È la posizione di Gesù sulla croce, quando il suo stare tra cielo e ter­ra, con le braccia stese per portare a Dio tutti gli uo­mini, diviene narrazione dell’esito ultimo dell’interces­sione: il dare la vita per i peccatori da parte di colui che è santo, il “morire per” gli ingiusti da parte di colui che è giusto.

Come il Servo del Signore che, ritenuto ingiusto e castigato da Dio, in verità, soffrendo e mo­rendo per i peccatori, senza volontà di vendetta e di ri­valsa, ha portato la loro situazione davanti a Dio dive­nendo loro intercessore: “Egli è stato annoverato tra gli empi, mentre portava il peccato di molti e interce­deva per i peccatori” (Is 53,12).

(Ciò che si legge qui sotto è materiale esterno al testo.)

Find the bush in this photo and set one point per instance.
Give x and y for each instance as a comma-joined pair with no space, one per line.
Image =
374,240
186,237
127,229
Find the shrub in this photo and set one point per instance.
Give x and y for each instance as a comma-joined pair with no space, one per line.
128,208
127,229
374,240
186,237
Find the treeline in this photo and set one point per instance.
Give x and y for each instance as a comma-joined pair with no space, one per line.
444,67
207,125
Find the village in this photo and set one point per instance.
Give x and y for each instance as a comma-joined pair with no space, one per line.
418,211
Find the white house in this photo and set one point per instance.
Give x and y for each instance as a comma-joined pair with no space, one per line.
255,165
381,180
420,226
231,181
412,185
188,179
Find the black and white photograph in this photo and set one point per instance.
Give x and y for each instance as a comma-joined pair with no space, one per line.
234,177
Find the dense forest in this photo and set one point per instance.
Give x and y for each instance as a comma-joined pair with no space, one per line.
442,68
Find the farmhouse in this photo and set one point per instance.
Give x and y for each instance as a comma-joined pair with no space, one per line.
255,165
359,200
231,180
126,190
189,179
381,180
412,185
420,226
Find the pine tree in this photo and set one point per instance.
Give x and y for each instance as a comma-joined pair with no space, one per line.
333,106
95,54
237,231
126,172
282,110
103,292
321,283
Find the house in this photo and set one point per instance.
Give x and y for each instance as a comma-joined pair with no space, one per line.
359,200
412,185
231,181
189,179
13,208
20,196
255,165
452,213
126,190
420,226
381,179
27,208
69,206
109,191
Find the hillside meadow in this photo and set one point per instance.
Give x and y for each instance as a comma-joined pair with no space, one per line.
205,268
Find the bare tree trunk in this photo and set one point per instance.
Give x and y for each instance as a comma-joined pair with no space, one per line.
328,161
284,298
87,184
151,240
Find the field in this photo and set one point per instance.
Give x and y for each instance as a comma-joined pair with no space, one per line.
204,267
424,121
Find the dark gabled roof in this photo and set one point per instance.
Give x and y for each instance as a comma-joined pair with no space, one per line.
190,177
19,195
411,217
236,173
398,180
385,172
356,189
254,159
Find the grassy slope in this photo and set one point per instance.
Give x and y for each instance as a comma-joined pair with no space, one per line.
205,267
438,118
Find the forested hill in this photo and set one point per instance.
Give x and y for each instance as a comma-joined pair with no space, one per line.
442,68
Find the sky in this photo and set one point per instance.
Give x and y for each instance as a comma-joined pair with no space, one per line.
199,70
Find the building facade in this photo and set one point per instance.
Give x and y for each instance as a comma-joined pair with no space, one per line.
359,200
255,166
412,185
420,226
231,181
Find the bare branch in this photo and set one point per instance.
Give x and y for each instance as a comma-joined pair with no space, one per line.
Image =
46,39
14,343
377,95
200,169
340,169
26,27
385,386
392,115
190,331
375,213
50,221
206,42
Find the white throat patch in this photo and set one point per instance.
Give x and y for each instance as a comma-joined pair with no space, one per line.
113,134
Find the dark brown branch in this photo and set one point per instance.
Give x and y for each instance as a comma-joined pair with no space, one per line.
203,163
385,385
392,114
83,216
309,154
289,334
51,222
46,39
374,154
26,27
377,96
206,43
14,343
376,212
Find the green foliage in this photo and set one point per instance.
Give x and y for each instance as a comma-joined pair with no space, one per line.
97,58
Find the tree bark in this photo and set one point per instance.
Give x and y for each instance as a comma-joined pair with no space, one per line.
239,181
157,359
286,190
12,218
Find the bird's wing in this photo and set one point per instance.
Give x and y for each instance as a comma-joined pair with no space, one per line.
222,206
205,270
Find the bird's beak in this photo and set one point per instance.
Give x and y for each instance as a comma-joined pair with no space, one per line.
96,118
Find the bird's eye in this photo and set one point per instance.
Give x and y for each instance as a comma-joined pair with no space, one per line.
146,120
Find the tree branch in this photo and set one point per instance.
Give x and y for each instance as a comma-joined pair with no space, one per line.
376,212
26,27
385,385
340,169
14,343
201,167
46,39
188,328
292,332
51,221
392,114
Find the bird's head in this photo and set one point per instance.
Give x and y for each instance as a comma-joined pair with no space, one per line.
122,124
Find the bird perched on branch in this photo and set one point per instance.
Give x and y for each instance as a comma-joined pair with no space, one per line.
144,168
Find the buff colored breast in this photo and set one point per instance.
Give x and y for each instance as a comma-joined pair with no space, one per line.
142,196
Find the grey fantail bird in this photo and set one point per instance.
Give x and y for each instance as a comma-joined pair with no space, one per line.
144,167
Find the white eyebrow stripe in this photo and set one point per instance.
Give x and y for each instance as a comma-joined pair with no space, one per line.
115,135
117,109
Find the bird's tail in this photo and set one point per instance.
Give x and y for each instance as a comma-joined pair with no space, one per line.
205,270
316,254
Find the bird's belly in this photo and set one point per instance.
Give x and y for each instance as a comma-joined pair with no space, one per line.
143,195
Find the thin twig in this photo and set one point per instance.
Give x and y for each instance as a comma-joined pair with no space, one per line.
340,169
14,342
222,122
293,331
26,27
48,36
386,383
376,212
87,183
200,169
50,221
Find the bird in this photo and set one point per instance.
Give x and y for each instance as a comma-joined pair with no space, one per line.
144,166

Luca pone espressamente in bocca a Gesù crocifis­so l’invocazione di perdono per i suoi aguzzini: “Pa­dre, perdonali, perché non sanno quello che fanno” (Lc 23,34). E quella preghiera al momento della morte sin­tetizza un’intera vita spesa davanti a Dio per gli altri e mostra un Gesù divenuto egli stesso intercessione con la sua vita e la sua morte.

E il Risorto continua a in­tercedere per gli uomini dall’alto dei cieli: egli, infat­ti, “è sempre vivo per intercedere” in favore dei creden­ti (Eb 7,25; cfr. 9,24); “è risorto, sta alla destra di Dio e intercede per noi” (Rm 8,34).

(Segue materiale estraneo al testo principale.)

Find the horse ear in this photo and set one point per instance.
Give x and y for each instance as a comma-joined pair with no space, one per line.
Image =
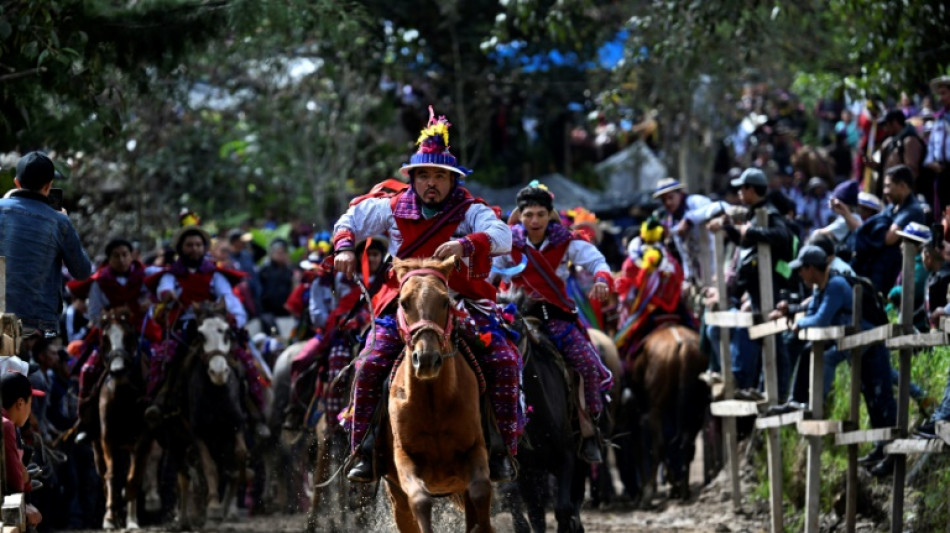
447,266
401,267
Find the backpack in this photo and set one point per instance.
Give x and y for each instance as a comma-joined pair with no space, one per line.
873,308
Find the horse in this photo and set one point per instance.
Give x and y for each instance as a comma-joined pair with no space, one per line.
551,435
123,432
433,440
670,403
282,455
209,433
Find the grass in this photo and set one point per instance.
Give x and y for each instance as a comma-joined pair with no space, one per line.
926,503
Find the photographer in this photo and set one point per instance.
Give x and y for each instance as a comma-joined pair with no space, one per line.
831,305
37,240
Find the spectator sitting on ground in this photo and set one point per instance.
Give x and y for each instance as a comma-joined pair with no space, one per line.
37,240
17,406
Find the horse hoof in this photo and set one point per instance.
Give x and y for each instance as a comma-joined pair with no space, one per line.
153,503
215,512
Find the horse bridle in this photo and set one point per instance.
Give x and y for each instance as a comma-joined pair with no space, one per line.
410,332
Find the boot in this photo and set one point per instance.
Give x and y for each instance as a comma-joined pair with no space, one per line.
590,450
501,468
293,417
363,470
876,455
884,468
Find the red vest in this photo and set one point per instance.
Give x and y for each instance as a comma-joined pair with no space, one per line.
195,287
534,283
460,281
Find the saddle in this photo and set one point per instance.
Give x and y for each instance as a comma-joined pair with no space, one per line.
535,335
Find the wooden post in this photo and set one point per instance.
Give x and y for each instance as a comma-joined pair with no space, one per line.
909,251
816,401
3,285
729,435
3,309
854,416
767,303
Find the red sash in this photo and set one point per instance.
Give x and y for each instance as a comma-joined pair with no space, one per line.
540,276
422,237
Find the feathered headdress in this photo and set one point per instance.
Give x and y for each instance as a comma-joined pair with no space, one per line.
434,148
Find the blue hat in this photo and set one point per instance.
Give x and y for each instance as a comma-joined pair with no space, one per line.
810,255
847,192
751,176
866,199
434,149
666,185
916,231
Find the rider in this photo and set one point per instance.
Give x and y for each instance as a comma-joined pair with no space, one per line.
548,249
192,279
118,283
650,288
434,217
335,307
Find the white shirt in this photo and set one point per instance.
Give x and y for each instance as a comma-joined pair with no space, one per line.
220,288
374,216
938,146
579,253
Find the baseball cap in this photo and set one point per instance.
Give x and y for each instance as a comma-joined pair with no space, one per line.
869,200
35,169
847,192
751,176
894,115
810,255
13,386
916,231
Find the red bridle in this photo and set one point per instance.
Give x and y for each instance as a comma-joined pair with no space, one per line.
409,332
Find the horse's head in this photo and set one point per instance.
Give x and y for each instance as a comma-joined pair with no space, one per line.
214,333
425,314
118,339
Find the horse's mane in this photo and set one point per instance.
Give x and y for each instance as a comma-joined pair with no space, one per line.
422,262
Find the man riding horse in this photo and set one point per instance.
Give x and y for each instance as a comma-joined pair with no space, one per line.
335,307
547,249
194,279
650,288
434,217
118,283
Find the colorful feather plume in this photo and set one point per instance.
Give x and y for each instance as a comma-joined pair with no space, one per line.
434,139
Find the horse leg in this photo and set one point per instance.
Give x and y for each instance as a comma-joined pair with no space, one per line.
184,484
421,504
533,487
214,510
477,501
153,501
402,512
513,503
564,506
133,485
237,478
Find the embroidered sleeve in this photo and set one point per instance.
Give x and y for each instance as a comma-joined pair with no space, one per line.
222,289
588,257
372,216
606,278
479,259
480,219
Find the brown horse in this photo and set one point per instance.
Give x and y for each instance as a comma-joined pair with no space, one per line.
121,416
671,402
434,431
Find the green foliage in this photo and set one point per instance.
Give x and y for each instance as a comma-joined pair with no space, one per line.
930,370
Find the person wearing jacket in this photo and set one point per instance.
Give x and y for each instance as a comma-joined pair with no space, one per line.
37,241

L’intercessione è una preghiera di domanda, una sup­plica, un’invocazione in cui facciamo memoria davan­ti a Dio di altri uomini. Nell’intercessione non chiedia­mo a Dio, che già sa ciò di cui abbiamo bisogno (cfr. Mt 6,8.32), di ricordarsi di qualcuno, ma “davanti a lui” ci ricordiamo, noi stessi, di altre persone per vedere il­luminata dalla parola del Signore la nostra relazione con esse.

Mentre invochiamo da Dio perdono o aiuto per chi è nel bisogno, noi ci impegniamo concretamente e facciamo tutto ciò che è in nostro potere per lui.

In que­sto senso l’intercessione è lotta contro l’amnesia che ci minaccia, purificazione della nostra relazione con gli altri e concreta dedizione per coloro per i quali si prega.

L’intercessione di Mosè è elemento costitutivo del suo ministero di guida del popolo: le tappe del cammino dell’uscita dall’Egitto sono scandite dalla sua con­tinua intercessione (cfr. Es 15,25; 17,9- 11; 32,11-14; Nm 11,2; 12,13; 14,13-19).

La figura di Mo­sè mostra come l’intercessione sia anche il faticoso si­tuarsi del profeta tra la giustizia e la misericordia di Dio: la soglia abitata dall’intercessore è la tensione che abita il nome stesso di Dio, un nome che lo proclama misericordioso, lento all’ira e capace di perdono, ma an­che giusto e che non lascia senza punizione (cfr. Es 34, 6-7).

Questo situarsi sul crinale segna anche la vita del­l’intercessore che appare come uomo che abita la soli­tudine per incontrare il Signore, come Mosè che sale sul monte e vi rimane per lunghi giorni in solitudine (cfr. Es 24,18; 34,28), e come uomo che esce dalla solitudine per incontrare gli uomini e condividere il loro cammi­no, come Mosè che scende dal monte e si situa nuova­mente tra i suoi fratelli (cfr. Es 34,29-35).

L’intercessione pone l’uomo nell’alternanza di solitudine e solidarietà. L’intercessore è l’amico di Dio (cfr. Es 33,11) che, in nome di questa stessa amicizia, lotta contro Dio per il suo popolo, mostrandosi così amico del suo popolo (cfr. 2Mac 15,14).

Se Gesù, nel suo ministero storico, ha pregato per i suoi discepoli (si pensi alla preghiera di Gesù per Pie­tro, perché non venga meno la sua fede: cfr. Lc 22,32), anche i discepoli sono chiamati a “pregare gli uni per gli altri” (Gc 5, 16).

Soggetto della preghiera nel cuore del discepolo e della comunità cristiana è lo Spirito san­to, il Paraclito, che parla la lingua di Dio e insegna al credente a pregare intercedendo con insistenza per lui (cfr. Rm 8,26).